然而目前采用的聚丙烯酰胺可动凝胶调堵技术仍然存在许多局限性,影响了其应用规模。主要存在以下几方面问题:一是聚丙烯酰胺多为粉剂,分散溶解困难,现场施工不方便;二是成胶时间和成胶强度不易控制,往往近井地带堵调效果好,而难于到达地层深部发挥作用;三是由于地层对聚合物和交联剂的吸附能力不同,加上地层水的稀释,使得交联体系在地层中易发生色谱分离,堵剂利用率低。针对以上问题,本文开展了乳液型聚丙烯酰胺调堵剂研究,旨在开发一种新型的调堵剂,更好地满足油田开发过程中治理“水害”的需要。

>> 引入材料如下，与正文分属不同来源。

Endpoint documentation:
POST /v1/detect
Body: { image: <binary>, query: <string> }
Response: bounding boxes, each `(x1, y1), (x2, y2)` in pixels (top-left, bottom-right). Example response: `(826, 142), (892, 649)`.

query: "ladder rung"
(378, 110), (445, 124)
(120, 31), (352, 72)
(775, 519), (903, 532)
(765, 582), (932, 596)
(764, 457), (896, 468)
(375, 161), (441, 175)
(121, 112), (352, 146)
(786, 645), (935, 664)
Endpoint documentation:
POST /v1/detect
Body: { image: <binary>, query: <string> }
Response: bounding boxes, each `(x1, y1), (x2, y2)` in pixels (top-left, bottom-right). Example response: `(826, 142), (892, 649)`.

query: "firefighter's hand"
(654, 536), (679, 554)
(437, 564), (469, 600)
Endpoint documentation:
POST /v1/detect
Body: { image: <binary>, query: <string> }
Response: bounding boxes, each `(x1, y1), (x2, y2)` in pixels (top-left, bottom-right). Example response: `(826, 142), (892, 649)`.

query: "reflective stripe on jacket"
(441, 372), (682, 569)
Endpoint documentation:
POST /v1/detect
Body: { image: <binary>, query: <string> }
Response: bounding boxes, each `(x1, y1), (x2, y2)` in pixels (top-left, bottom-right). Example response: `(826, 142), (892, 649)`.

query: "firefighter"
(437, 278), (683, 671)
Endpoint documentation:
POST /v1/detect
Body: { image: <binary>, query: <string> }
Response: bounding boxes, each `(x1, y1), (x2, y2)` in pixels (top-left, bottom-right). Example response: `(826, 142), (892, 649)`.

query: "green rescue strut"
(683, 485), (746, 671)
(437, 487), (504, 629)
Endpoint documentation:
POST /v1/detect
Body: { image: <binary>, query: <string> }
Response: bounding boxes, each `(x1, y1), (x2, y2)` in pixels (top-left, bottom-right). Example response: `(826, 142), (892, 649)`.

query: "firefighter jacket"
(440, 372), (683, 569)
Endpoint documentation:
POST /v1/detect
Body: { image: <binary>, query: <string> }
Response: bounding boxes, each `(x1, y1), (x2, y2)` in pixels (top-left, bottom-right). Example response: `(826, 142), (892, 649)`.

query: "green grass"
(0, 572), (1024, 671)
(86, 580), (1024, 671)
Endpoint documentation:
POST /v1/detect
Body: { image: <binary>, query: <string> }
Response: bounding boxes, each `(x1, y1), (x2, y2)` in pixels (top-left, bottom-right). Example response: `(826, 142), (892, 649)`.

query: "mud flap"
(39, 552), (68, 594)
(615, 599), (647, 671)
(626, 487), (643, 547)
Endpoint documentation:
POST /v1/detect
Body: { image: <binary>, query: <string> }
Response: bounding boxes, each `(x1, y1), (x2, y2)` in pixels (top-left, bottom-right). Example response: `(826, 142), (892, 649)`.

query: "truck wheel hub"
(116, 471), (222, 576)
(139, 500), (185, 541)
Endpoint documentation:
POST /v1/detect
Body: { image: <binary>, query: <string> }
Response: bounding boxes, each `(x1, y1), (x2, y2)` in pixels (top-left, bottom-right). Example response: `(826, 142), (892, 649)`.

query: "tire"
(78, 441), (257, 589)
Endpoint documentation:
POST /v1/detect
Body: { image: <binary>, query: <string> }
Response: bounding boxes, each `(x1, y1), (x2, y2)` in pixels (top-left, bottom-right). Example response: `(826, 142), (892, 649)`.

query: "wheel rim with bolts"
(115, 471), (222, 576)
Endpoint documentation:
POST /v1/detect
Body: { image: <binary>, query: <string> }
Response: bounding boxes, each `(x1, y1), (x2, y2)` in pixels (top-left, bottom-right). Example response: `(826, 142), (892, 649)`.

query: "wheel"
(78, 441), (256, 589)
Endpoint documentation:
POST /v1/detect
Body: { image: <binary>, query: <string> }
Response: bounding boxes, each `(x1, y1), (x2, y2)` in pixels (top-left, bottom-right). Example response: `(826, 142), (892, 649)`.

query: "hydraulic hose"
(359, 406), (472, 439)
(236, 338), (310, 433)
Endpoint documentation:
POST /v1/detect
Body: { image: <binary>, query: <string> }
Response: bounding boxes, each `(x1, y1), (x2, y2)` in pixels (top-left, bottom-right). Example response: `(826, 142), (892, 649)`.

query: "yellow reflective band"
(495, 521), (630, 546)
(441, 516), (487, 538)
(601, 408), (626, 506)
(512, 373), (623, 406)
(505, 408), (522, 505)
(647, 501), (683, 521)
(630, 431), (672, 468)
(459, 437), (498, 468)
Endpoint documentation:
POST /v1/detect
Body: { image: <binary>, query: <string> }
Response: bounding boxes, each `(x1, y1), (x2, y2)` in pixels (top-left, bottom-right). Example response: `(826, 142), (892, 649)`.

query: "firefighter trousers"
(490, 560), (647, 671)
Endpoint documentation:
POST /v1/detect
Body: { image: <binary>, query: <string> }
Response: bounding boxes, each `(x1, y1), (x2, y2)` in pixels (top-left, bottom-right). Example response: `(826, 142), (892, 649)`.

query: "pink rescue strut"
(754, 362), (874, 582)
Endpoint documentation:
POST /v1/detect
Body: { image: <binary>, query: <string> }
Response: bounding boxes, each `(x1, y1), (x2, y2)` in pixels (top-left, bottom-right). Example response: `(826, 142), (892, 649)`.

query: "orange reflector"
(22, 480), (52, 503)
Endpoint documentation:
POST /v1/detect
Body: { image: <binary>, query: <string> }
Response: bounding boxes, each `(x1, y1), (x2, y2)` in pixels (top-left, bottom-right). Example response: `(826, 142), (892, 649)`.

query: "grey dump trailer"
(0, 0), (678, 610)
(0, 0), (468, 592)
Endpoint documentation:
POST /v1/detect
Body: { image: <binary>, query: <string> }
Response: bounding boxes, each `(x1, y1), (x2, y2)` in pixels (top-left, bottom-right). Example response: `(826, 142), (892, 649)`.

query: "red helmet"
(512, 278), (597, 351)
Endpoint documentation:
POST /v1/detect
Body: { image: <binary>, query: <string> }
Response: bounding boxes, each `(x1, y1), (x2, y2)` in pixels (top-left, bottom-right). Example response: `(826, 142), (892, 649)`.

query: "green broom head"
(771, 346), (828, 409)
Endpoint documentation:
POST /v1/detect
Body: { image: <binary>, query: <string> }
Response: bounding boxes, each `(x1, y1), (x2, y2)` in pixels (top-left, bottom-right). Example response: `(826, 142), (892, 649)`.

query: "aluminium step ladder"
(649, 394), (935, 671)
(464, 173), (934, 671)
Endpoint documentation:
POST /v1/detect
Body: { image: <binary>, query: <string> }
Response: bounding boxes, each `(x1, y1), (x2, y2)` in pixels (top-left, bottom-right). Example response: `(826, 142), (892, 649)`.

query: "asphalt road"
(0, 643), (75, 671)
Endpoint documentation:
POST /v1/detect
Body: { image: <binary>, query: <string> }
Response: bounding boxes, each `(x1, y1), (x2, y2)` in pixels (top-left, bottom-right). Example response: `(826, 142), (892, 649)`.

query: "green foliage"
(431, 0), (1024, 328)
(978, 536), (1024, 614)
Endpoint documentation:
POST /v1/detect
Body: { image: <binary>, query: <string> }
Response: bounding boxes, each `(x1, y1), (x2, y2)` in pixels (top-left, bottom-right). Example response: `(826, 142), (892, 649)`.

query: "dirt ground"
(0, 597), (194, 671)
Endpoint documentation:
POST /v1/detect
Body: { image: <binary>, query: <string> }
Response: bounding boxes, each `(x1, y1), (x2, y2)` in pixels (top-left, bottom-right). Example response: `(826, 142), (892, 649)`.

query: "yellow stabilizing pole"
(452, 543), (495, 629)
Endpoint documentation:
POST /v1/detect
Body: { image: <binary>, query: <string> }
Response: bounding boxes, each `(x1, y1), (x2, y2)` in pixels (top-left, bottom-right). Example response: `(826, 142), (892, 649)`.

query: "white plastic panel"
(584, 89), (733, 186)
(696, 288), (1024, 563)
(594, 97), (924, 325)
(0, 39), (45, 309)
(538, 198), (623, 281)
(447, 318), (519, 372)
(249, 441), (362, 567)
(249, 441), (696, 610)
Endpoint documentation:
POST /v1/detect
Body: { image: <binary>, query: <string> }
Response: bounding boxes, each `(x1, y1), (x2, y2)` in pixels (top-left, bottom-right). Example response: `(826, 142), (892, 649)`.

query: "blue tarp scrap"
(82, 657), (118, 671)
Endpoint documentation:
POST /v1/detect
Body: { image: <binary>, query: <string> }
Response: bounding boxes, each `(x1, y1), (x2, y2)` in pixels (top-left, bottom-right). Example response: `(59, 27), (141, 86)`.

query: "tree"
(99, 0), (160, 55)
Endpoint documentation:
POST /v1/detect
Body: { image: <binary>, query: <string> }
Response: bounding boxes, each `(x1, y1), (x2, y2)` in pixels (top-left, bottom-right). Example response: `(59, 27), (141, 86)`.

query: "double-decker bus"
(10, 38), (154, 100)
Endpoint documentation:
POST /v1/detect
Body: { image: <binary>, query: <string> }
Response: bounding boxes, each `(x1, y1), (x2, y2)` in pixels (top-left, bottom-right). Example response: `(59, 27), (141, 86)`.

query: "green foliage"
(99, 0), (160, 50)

本文利用乳液型聚丙烯酰胺在水中易分散溶解、有效浓度高的特点,进行了乳液型聚丙烯酰胺调堵剂的研究。通过系统地开展调堵机理、乳液聚合机理、交联机理和堵剂结构设计研究,成功研制了乳液型聚丙烯酰胺-酚醛树脂凝胶调堵剂,首次将反相乳液聚合技术用于注水油田开发过程,解决了聚丙烯酰胺凝胶调剖堵水时交联时间和交联强度难以控制,现场配制不便的难题。该调堵技术是在地面将该调堵剂分散于水中,注入到地层指定位置,在地层温度和转向剂的作用下,聚丙烯酰胺反相乳液转相破乳,聚丙烯酰胺和交联剂发生交联反应形成凝胶。由于在到达指定位置前未转相破乳,聚丙烯酰胺与交联剂的比例不发生改变,交联反应得到有效控制。为了确保堵剂的应用效果,本文在以往注聚开发数学模拟分析模型的基础上,修订建立了乳液型聚丙烯酰胺调堵剂应用效果预测模型,并对现场注入方案进行了优化,较好地指导了现场应用。
本文的主要研究内容包括以下三部分:第一,开展了聚丙烯酰胺反相乳液制备工艺技术研究,通过对聚丙烯酰胺反相乳液聚合体系组分及聚合条件进行研究,合成了有效含量高、稳定性好、分子量在640~1050万的聚丙烯酰胺反相乳液。研究结果表明,较低乳化剂量时体系不稳定,乳化剂量太高会造成产物分子量下降,而且造成生产成本上升,乳化剂量宜选用8wt%;随着水相单体浓度的增加,聚合物分子量增大,但是,乳液聚合的温度升高,乳液稳定性变差,因此,水相单体浓度选用45wt%,油水比选择为1:1,适宜的聚合起始温度为10~25℃。第二,开展了交联剂的合成工艺及交联机理研究,利用合成的聚丙烯酰胺反相乳液和交联剂,配制成均相的乳液型调剖堵水剂,并进行了理化性能评价、物模封堵性能实验评价。研究结果表明,聚丙烯酰胺-酚醛树脂交联符合两步交联机理,随着聚合物浓度和交联剂用量的增加,交联强度相应增加;温度在50℃以下时,聚合物交联体系不发生交联或交联程度很低;在体系处于酸性条件下时,酚醛树脂与聚丙烯酰胺的交联程度很低;pH值在中性和弱碱性条件下容易形成性能优良的凝胶;岩芯模拟实验表明乳液型调堵剂成胶性能可控,封堵效果良好。第三,通过数模研究优化了现场试验方案,并在孤岛油田油水井上进行了堵水调剖试验,见到了明显了降水增油效果。
经现场应用证明,该调堵剂具有分散溶解方便、成本低、成胶时间和强度易于控制等优点,能够达到地层深部封堵出水通道,实现液流改向、控水增油的目的,在经济上可收到较好的效果,预计投入产出比可达1:3以上,推广应用前景良好。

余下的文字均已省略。